In order to manage large-scale simulations and the analysis of their results, we will build upon and substantially extend VisTrails (http://www.vistrails.org), an open-source provenance management and scientific workflow system. A distinguishing feature of the VisTrails system is a comprehensive provenance infrastructure that maintains detailed information about the steps followed and data derived in the course of an exploratory task.
In this project, our focus will be on scalability and knowledge sharing. VisTrails was originally designed as a tool to perform data exploration for single-user environments, where computations are performed on a desktop. To support large-scale simulations and the manipulation of large volumes of data, we will extend the system in different directions. Besides investigating different mechanisms for supporting pipeline execution in distributed computing environments within the Uintah framework, we will also design mechanisms for visualizing the simulation results on a 98 million-pixel display wall.

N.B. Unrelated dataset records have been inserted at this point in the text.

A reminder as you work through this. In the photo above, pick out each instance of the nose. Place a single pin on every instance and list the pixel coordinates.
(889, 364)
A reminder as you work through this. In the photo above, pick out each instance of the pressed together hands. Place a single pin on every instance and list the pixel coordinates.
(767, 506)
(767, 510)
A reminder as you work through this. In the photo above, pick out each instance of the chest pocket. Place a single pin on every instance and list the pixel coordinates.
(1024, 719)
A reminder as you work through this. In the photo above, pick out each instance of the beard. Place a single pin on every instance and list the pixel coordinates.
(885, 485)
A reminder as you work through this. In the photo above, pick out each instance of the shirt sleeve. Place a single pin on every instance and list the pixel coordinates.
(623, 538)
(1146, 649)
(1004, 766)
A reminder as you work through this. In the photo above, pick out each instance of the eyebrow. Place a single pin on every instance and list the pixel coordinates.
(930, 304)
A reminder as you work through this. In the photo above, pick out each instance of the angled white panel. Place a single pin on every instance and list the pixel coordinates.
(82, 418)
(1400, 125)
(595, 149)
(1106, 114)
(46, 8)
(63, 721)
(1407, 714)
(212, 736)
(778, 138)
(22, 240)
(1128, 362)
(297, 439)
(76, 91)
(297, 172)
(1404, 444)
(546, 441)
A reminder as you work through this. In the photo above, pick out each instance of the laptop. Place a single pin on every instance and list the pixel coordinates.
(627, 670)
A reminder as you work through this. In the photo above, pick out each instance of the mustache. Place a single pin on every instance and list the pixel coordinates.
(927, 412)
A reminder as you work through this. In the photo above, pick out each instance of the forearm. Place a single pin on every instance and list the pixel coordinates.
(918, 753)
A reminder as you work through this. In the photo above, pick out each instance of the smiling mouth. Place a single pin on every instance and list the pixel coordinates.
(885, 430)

To facilitate knowledge sharing, we will build a system that adopts the model used by social Web sites to provide our scientists a rich collaborative environment. This system will allow scientists to share not only their data but also the specifications of their analyses and visualizations, as well as their provenance. By using the shared information, project members can benefit from the collective wisdom: by querying analysis specifications which make sophisticated use of tools, along with data products and their provenance, users can learn by example from the reasoning and/or analysis strategies of experts; expedite their scientific training in disciplinary and inter-disciplinary settings; and potentially reduce the time lag between data acquisition and scientific insight.